Peskin & Schroeder p. 285, change of variables integration measure

[naele]

I had a question about about the integration measure for the path integral after a unitary change of variables. First they consider a 4D spacetime lattice with volume $L^4$. The measure is
$$\mathcal{D}\phi = \prod_i d\phi(x_i)$$

They expand the field variables in a Fourier series $\phi(x_i)=\frac{1}{V}\sum_n e^{-ik_n\cdot x_i}\phi(k_n)$. My questions are as follows:
1) Why do they consider the real and imaginary parts of $\phi(k_n)$ as independent variables?
2) Why do they re-write the measure as
$$\mathcal{D}\phi(x)=\prod_{k_n^0>0}dRe\phi(k_n)dIm \phi(k_n)$$

I've never seen a measure re-written like that, I was wondering what allows them to do so.

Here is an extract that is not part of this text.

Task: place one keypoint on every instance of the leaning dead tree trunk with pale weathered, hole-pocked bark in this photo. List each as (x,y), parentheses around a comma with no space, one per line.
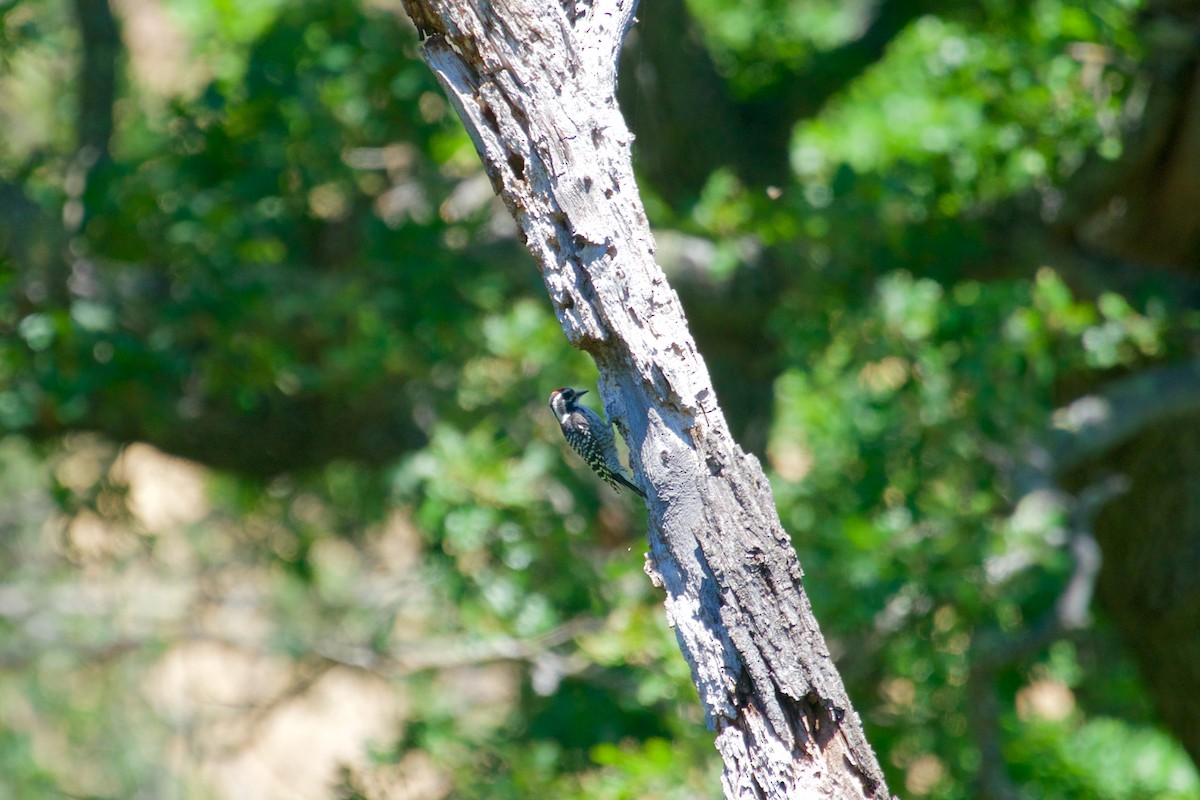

There's already a thread about this here but I wasn't comfortable bumping a three year old thread, and the response didn't clear up my confusion.

I appreciate any help.

 

[Chopin]

Bear in mind that this is a functional measure. That means that what they're trying to do is consider every possible value that $\phi(k)$ could take on at position $k_i$. Since the Fourier transform requires $\phi$ to be complex, we need a way to parameterize all of the complex plane. We can do this by defining $\phi$ in terms of two real numbers $a$ and $b$, by setting $\phi(k) = a(k) + i b(k)$, and integrating both of them over the entire real line, leading to an integration measure of $da\:db$. Writing $d Re\phi\:d Im\phi$ is just another way of saying the same thing.

 

[naele]

I think I understand that part now, thanks. I do have a problem still with the change of variables from $\phi(x_i)\to\phi(k_n)$. I might be missing something, but there would presumably be a factor of $V^{1/n}$ from the 1/V factor in the Fourier series expansion. And then when I transform from $\phi(k_n)\phi^*(k_n)\to Re \phi(k_n)Im \phi(k_n)$ I get a Jacobian that's not equal to 1.

 

[Chopin]

For your first question, I think the answer is that we're just dealing with the measure, not the full integral. So the 1/V will probably show up in the full integral expression.

As for the Jacobian of the measure, that one may have been my fault--I think you need to define the parameterization as $\phi = \frac{a + ib}{\sqrt{2}}$ or something like that in order for the Jacobian to work out correctly.

 

[naele]

Well the reason I thought there would be a factor is because, unless I'm doing something wrong, I thought the jacobian for $\phi(x_i)\to\phi(k_n)$ is $\frac{1}{V}e^{-ik_n\cdot x_i}$. Although now that I think about it, they do say that it is a unitary transformation, so presumably the Jacobian would have unit modulus, but I'm having difficulties checking that.